Carl's two sons have done well -- one selling a company he started for $7 million and then moving to Switzerland to live with a Swedish wife. The other, not quite so enterprising, is nevertheless competent and whole. Carl is pleased, even if he mentions in an understated parenthesis that "there are no grandchildren."
The friendly gabbiness with which Carl delivered his tale was in some sense wondrous. The implications of one aspect or another were enormous, in human terms, and yet Carl retailed them simply with his gentle tone and no whining.
And in the midst of it all, there was his salvation -- or what I chose to think of that way.
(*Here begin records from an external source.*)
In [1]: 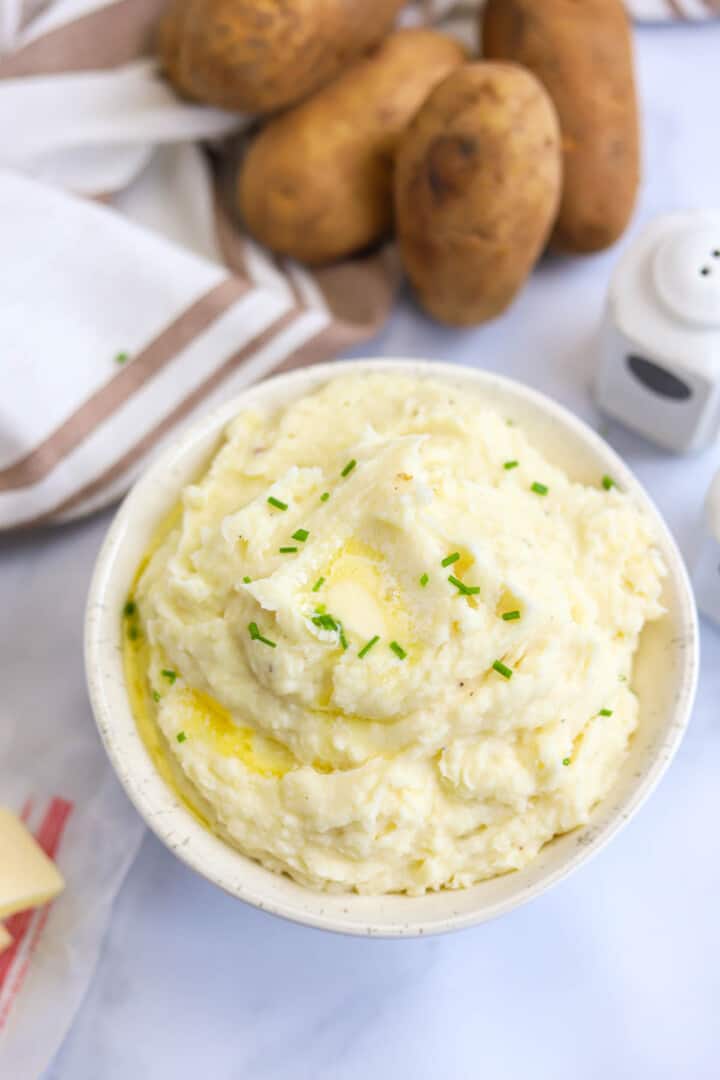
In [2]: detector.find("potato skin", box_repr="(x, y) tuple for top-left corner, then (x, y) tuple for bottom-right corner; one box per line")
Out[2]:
(483, 0), (640, 253)
(157, 0), (404, 112)
(395, 63), (561, 326)
(237, 30), (464, 265)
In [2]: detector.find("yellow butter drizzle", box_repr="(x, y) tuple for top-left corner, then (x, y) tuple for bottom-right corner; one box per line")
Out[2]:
(123, 503), (298, 828)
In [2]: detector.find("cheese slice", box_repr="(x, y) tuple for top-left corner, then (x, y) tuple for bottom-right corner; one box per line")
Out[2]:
(0, 807), (65, 919)
(0, 922), (13, 953)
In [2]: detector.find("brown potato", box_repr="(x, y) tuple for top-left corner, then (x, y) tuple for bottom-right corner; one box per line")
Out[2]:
(395, 63), (561, 326)
(483, 0), (640, 252)
(237, 30), (464, 265)
(158, 0), (404, 112)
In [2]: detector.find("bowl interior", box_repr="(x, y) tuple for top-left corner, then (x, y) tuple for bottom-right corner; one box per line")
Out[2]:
(86, 361), (697, 935)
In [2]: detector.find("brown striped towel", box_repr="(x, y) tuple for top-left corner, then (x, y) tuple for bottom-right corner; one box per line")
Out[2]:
(0, 0), (720, 529)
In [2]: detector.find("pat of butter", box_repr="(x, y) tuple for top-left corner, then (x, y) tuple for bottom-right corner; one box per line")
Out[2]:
(0, 807), (65, 919)
(0, 922), (13, 953)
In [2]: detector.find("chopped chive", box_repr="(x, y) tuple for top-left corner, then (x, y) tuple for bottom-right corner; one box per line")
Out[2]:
(247, 622), (277, 649)
(357, 634), (380, 660)
(268, 495), (287, 510)
(448, 573), (480, 596)
(492, 660), (513, 678)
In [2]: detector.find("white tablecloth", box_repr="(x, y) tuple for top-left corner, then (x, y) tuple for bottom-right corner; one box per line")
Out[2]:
(0, 25), (720, 1080)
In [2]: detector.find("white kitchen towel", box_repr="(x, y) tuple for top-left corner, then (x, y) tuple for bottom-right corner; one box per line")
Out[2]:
(0, 0), (720, 529)
(0, 0), (397, 529)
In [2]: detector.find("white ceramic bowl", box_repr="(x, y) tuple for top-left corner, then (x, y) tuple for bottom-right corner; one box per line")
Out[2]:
(85, 360), (698, 936)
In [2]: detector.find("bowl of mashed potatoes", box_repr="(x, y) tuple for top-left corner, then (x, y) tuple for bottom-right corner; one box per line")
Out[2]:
(86, 361), (698, 935)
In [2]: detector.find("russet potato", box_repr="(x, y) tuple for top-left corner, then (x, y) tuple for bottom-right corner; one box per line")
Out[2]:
(483, 0), (640, 253)
(395, 63), (561, 326)
(158, 0), (403, 112)
(237, 29), (464, 265)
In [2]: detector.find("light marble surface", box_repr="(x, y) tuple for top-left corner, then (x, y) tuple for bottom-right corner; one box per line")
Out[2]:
(0, 26), (720, 1080)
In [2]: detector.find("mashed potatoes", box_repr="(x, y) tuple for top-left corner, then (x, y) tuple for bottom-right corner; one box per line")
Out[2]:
(128, 374), (664, 894)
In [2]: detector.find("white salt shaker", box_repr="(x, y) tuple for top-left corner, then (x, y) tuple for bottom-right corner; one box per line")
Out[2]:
(595, 211), (720, 453)
(693, 472), (720, 623)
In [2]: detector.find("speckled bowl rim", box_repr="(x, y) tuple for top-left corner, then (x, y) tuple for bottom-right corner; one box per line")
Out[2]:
(85, 357), (699, 937)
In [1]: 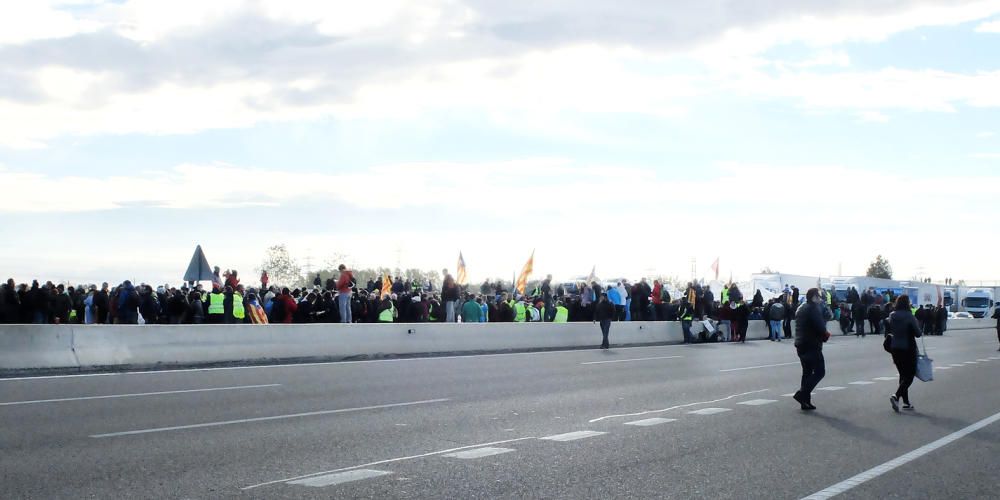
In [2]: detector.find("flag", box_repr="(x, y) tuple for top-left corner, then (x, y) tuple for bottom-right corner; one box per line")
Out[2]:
(382, 273), (392, 297)
(516, 250), (535, 295)
(455, 252), (468, 286)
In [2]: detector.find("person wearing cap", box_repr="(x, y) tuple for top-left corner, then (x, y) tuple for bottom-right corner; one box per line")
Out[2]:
(594, 293), (618, 349)
(792, 288), (830, 410)
(337, 264), (354, 323)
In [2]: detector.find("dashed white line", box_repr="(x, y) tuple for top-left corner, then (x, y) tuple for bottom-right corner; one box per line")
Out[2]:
(240, 436), (535, 491)
(441, 446), (514, 460)
(580, 356), (684, 365)
(719, 361), (801, 372)
(803, 413), (1000, 500)
(590, 389), (770, 423)
(736, 399), (778, 406)
(688, 408), (733, 415)
(625, 417), (677, 427)
(90, 399), (449, 439)
(288, 469), (392, 488)
(0, 384), (281, 406)
(538, 431), (607, 443)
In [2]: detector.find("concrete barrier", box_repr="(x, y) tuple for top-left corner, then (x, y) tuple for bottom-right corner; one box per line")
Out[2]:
(0, 319), (995, 372)
(0, 325), (80, 370)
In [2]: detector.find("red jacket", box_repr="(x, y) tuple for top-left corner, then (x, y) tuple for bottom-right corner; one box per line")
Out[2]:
(274, 294), (299, 323)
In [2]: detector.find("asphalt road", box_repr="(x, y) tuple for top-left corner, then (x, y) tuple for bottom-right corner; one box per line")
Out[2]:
(0, 327), (1000, 499)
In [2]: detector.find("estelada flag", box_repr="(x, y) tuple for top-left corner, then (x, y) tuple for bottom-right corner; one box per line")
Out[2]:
(455, 252), (468, 285)
(382, 273), (392, 297)
(517, 250), (535, 295)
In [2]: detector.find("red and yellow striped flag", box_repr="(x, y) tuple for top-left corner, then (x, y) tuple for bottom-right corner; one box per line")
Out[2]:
(455, 252), (468, 285)
(382, 273), (392, 297)
(517, 250), (535, 295)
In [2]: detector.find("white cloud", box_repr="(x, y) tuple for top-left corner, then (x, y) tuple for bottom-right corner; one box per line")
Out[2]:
(976, 21), (1000, 33)
(858, 111), (889, 123)
(0, 0), (1000, 147)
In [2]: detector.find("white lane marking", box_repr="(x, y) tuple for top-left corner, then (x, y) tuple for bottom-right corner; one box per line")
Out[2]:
(0, 345), (696, 382)
(441, 446), (514, 460)
(688, 408), (733, 415)
(803, 413), (1000, 500)
(580, 356), (684, 365)
(736, 399), (778, 406)
(240, 436), (536, 491)
(625, 417), (677, 427)
(538, 431), (607, 443)
(0, 384), (281, 406)
(288, 469), (392, 488)
(90, 398), (450, 438)
(719, 361), (801, 372)
(589, 389), (770, 424)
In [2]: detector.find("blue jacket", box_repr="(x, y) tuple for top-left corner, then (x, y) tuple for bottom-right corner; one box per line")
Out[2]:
(608, 287), (622, 306)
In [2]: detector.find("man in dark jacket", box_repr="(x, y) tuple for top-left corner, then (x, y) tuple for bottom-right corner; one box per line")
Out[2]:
(793, 288), (830, 410)
(992, 306), (1000, 351)
(594, 293), (618, 349)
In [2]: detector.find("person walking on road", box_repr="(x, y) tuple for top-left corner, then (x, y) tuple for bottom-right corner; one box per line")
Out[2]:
(993, 306), (1000, 351)
(793, 288), (830, 410)
(594, 293), (618, 349)
(886, 295), (921, 413)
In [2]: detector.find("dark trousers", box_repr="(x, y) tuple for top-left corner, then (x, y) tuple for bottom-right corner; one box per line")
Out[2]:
(615, 305), (625, 321)
(796, 348), (826, 401)
(601, 319), (611, 349)
(681, 319), (694, 344)
(892, 351), (917, 404)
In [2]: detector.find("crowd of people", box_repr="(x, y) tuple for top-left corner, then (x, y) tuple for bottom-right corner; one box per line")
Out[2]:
(0, 265), (947, 342)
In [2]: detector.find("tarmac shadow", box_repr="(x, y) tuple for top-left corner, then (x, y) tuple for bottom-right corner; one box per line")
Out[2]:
(807, 412), (899, 446)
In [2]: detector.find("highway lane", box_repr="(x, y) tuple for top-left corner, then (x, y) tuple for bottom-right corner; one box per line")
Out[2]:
(0, 330), (1000, 498)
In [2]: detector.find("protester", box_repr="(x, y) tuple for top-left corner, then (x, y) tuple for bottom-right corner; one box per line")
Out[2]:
(886, 294), (921, 413)
(594, 293), (618, 349)
(793, 288), (830, 410)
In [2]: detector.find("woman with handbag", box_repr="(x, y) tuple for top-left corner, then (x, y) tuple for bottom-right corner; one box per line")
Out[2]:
(887, 295), (920, 413)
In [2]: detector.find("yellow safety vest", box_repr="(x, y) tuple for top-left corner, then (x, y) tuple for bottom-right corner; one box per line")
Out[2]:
(514, 302), (528, 323)
(233, 293), (246, 319)
(208, 293), (226, 314)
(552, 306), (569, 323)
(378, 304), (396, 323)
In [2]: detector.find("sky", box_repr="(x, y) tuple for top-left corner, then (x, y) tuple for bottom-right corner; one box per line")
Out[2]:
(0, 0), (1000, 284)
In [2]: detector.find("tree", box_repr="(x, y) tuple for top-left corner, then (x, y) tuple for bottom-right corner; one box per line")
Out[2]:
(257, 245), (302, 286)
(866, 255), (892, 280)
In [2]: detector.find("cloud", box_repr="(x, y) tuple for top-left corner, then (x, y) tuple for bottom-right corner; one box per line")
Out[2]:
(0, 0), (1000, 147)
(858, 111), (889, 123)
(976, 21), (1000, 33)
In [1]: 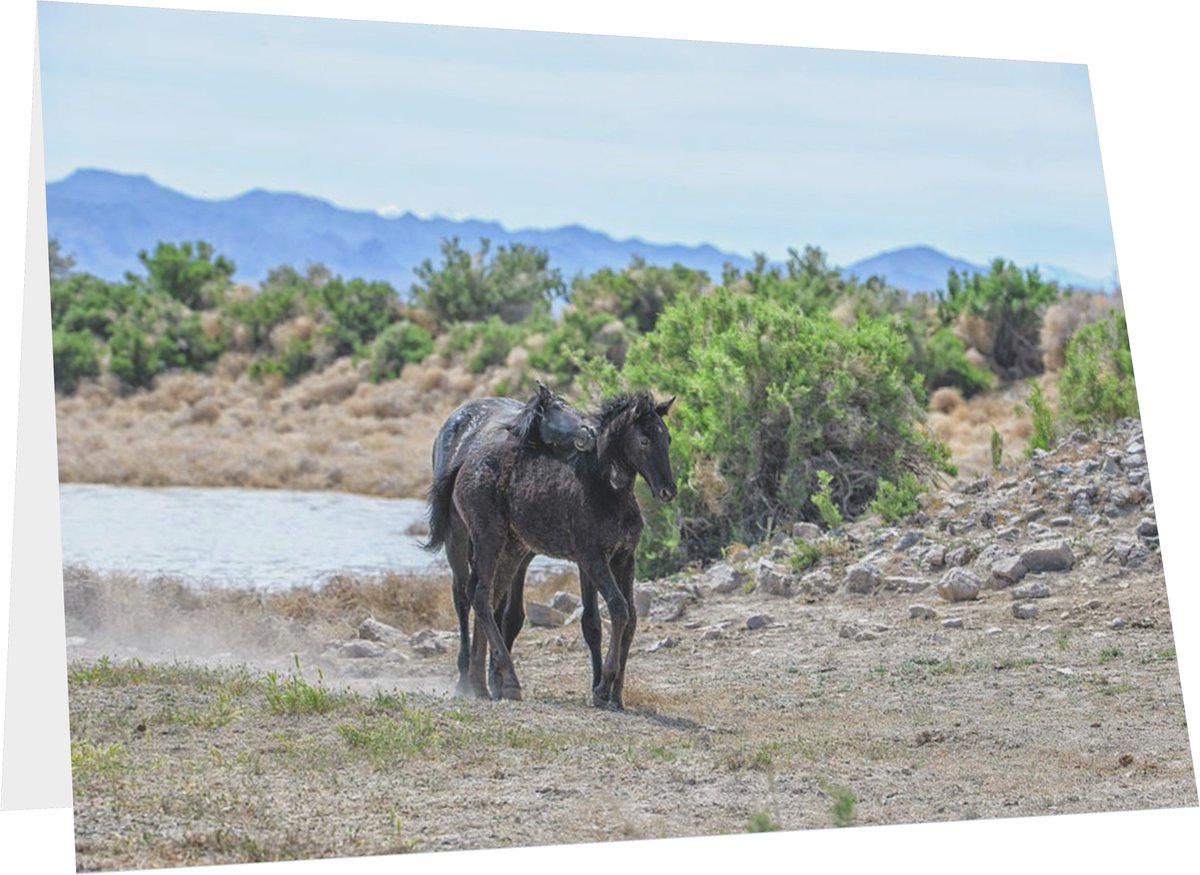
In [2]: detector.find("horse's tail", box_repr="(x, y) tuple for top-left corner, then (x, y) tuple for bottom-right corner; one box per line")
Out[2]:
(421, 463), (462, 552)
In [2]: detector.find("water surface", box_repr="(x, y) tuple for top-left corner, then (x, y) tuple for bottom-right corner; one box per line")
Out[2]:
(59, 484), (571, 589)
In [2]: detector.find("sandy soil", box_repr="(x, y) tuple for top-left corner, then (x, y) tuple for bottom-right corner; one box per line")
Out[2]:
(68, 422), (1196, 870)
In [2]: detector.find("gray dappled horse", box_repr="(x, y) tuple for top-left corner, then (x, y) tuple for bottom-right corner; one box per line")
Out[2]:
(422, 384), (595, 697)
(430, 391), (676, 709)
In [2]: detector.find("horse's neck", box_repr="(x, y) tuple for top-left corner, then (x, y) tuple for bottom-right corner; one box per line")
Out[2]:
(605, 462), (637, 492)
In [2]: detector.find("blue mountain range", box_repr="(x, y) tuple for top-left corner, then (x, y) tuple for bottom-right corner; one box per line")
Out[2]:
(46, 169), (1105, 293)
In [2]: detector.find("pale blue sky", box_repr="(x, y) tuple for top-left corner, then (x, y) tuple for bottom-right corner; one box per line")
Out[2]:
(40, 2), (1116, 278)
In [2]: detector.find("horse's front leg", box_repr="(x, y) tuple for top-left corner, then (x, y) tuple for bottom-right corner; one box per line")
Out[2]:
(611, 551), (637, 707)
(487, 553), (533, 695)
(445, 514), (472, 696)
(580, 563), (608, 708)
(580, 556), (634, 711)
(472, 545), (521, 700)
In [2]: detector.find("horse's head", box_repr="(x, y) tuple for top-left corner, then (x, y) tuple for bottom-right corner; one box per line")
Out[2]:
(596, 392), (676, 502)
(510, 383), (596, 453)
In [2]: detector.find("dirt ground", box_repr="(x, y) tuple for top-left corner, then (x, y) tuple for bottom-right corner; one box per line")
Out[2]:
(66, 420), (1198, 870)
(70, 547), (1196, 870)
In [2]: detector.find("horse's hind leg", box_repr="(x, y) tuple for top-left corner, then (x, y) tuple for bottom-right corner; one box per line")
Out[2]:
(580, 556), (636, 711)
(472, 532), (521, 699)
(446, 514), (478, 696)
(487, 553), (533, 699)
(611, 551), (637, 708)
(580, 567), (608, 708)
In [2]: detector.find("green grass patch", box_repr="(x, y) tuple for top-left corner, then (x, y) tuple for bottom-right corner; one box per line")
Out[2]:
(337, 707), (437, 763)
(71, 739), (130, 781)
(264, 657), (347, 714)
(818, 780), (858, 827)
(746, 811), (784, 833)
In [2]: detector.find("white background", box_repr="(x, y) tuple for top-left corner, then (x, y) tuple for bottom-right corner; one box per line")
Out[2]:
(0, 0), (1200, 873)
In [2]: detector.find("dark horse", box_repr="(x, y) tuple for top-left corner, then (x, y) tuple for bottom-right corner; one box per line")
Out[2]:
(424, 384), (595, 696)
(430, 392), (676, 709)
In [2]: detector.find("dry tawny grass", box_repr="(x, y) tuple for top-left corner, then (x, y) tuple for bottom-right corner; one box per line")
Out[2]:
(62, 567), (456, 655)
(929, 373), (1058, 477)
(58, 350), (491, 498)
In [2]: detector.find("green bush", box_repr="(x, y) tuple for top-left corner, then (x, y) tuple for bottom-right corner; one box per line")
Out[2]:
(913, 325), (992, 398)
(224, 279), (302, 349)
(155, 311), (223, 371)
(445, 316), (530, 373)
(412, 238), (564, 324)
(52, 329), (100, 395)
(1058, 313), (1139, 427)
(1025, 379), (1058, 455)
(571, 256), (709, 334)
(317, 276), (400, 355)
(50, 274), (138, 337)
(108, 322), (160, 389)
(529, 306), (635, 385)
(128, 240), (234, 310)
(870, 471), (925, 522)
(595, 288), (948, 574)
(938, 258), (1058, 379)
(371, 322), (433, 383)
Carl plays mandolin, guitar, fiddle and bass. He loves "the old music" and gathers with several friends on Sundays to play and sing. He doesn't do blue grass -- it's too fast, he said. And occasionally he has to fill in on bass because the other fellow who plays it ... well, his hands get tired. For all the years Carl was a "bricklayer," there was music in his life. Music he loved. Music that loved him back. Music that carries and informs him to this day. Carl did not say he "loved" music. I said that. To say he "loved" music would be too fancy for Carl, too desperate, too pretentious, too talk-the-talk instead of walk-the-walk. To express too much gratitude for salvation is to give the things from which we are saved more power than they deserve.
There is music of a million million kinds and my hunch is that everyone has the capacity for a similar salvation -- not a gushy, frightened salvation of God or heaven or enlightenment or peace, but something steady and quite ordinary. It's so-what or what-did-you-expect in one sense. And in another sense, it's enough to bring a smile to the lips. It is a salvation that reaches beyond the furthest heavens and yet never gets out of the living room. It is timeless because, well, it's right now and what other possibility is there?
Carl invited me to one of his Sunday afternoon jam sessions and perhaps I'll go.
I like music as well as the next fellow.